The new contact tracing software from Apple and Google is up and running now, but its use is not widespread. It works only in conjunction with official state apps, and most states aren’t yet participating.
USA TODAY found just 14 states with contact tracing apps in the Apple and Google app stores: New Jersey, New York, Arizona, North Carolina, Florida, Delaware, Virginia, Nevada, South and North Dakota, Wyoming, Alabama, Rhode Island and Pennsylvania. The New York and New Jersey apps just launched.
Some states are testing the software now before deciding whether to go forward. Arizona and California are testing it now. “The purpose of the pilot is for the state, along with local health entities and academic partners, to study the efficacy of the app,” said Dr. Erica Pan, California’s interim state public health officer.
Colorado, Connecticut, Maryland, Oregon, Washington and Washington, D.C., have announced plans to launch their apps, according to Google.

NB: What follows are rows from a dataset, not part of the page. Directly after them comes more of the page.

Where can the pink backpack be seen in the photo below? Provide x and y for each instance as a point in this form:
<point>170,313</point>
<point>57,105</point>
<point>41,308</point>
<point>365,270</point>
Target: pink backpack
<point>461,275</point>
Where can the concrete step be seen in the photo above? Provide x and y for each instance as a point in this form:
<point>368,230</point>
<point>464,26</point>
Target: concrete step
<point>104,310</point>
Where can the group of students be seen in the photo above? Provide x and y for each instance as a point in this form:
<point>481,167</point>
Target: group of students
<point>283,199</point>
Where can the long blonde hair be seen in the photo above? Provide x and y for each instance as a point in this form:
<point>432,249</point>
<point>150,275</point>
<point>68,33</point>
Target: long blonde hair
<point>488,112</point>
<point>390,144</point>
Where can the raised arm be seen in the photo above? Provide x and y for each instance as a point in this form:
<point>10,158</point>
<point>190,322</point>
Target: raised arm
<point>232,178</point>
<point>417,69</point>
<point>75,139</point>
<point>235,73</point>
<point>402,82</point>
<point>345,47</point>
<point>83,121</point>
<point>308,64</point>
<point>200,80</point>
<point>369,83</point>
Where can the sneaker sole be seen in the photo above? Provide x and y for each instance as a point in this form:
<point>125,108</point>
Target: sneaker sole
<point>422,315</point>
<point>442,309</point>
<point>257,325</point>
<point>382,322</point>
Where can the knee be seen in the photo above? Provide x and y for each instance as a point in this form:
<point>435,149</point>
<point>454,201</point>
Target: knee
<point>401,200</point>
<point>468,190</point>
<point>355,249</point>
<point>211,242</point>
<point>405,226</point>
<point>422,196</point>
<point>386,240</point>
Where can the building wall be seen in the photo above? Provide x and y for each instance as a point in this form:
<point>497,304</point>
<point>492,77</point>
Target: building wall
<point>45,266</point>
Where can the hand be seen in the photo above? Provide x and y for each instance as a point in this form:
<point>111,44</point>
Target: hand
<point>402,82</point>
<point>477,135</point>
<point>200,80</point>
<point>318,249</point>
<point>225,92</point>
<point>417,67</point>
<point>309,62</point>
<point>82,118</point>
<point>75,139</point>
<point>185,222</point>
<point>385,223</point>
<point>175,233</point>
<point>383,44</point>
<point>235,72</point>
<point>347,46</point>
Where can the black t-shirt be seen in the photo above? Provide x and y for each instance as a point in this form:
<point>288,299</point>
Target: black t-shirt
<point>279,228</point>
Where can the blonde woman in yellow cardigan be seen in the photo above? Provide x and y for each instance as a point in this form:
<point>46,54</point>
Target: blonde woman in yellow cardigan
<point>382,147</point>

Meanwhile, several countries have grabbed hold of the Apple/Google software to create their own contact tracing apps as well, including the United Kingdom, Australia, Singapore and Saudi Arabia.
The idea is that the Bluetooth signal from the phones send signals to others who have the apps. If you are diagnosed positive for the coronavirus and you inform the app, messages are then sent to everyone you came in contact with. “If you have been exposed, your app will notify you and give you further instructions,” Google says.
The New York app, for instance, says it lets you “contribute to the health and safety of your community by alerting others if you yourself test positive, without revealing your identity to anyone.”
The ability to use the Apple and Google software is built into the iOS and Google mobile operating systems. It’s opt-in, and you have to search for it.
As Google notes, “you choose to use the system,” which sends randomly changing IDs that get alerted every 10 minutes to and from phones, anonymously.